Recovery of Inference Card Faults

The recovery of inference card faults feature needs to be used together with the full NPU scheduling feature. To enable the recovery of inference card faults, you only need to set the startup parameter -hotReset of Ascend Device Plugin to 0 or 2. (The default value is -1, indicating that the fault recovery function is not supported.) For details, see Full NPU Scheduling or Static vNPU Scheduling (Inference).

When this feature is enabled on the Atlas 800I A2 inference server and A200I A2 Box heterogeneous component, only single-server single-processor jobs can be delivered. Distributed jobs are not supported. In addition, infer-vcjob-910-hotreset.yaml needs to be used to deliver jobs.

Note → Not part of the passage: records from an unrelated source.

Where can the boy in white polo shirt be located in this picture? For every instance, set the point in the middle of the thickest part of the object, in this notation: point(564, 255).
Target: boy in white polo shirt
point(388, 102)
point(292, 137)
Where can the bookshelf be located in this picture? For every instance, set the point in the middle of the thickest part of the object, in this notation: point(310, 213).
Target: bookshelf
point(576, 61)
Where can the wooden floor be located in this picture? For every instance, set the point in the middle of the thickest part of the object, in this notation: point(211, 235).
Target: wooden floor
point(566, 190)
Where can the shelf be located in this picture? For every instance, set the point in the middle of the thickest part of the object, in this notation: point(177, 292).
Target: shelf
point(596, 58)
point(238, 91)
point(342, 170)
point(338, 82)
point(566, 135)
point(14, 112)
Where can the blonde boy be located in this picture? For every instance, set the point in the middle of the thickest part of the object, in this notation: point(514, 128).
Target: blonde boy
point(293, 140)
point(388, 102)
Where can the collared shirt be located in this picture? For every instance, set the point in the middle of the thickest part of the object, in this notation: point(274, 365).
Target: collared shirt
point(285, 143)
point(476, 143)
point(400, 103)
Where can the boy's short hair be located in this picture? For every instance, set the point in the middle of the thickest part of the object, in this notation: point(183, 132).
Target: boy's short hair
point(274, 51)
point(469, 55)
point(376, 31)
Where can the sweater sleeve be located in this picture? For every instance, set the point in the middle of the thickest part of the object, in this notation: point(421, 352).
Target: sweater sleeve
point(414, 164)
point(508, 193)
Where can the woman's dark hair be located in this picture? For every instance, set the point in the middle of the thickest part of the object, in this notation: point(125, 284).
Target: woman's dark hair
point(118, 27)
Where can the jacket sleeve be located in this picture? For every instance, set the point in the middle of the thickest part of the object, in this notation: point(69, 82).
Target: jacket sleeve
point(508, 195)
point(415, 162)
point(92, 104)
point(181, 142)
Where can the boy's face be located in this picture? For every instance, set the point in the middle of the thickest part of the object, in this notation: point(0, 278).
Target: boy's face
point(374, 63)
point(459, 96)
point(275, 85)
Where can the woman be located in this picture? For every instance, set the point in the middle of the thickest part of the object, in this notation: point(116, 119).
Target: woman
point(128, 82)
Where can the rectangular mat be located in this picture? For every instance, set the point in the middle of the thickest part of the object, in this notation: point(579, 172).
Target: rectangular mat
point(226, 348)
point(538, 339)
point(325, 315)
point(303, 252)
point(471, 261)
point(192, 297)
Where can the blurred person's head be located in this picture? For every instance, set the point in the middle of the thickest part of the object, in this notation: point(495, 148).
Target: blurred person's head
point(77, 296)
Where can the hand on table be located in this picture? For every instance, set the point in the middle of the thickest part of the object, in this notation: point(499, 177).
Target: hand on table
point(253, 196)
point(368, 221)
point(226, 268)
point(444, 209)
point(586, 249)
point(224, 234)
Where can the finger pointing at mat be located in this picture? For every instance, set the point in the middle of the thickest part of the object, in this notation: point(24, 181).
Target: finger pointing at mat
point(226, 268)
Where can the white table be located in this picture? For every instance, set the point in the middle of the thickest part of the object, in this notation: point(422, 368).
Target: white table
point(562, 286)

There are two fault recovery modes for the Atlas 800I A2 inference server. One Atlas 800I A2 inference server can use only one fault recovery mode, which is automatically identified by cluster scheduling components.

  • Mode 1: If no HCCS ring exists on the server, when an NPU is faulty during inference, Ascend Device Plugin waits until the NPU is idle and resets it.
  • Mode 2: If an HCCS ring exists on the server, when one or more NPUs are faulty during inference, Ascend Device Plugin waits until all NPUs on the ring are idle and resets them at a time.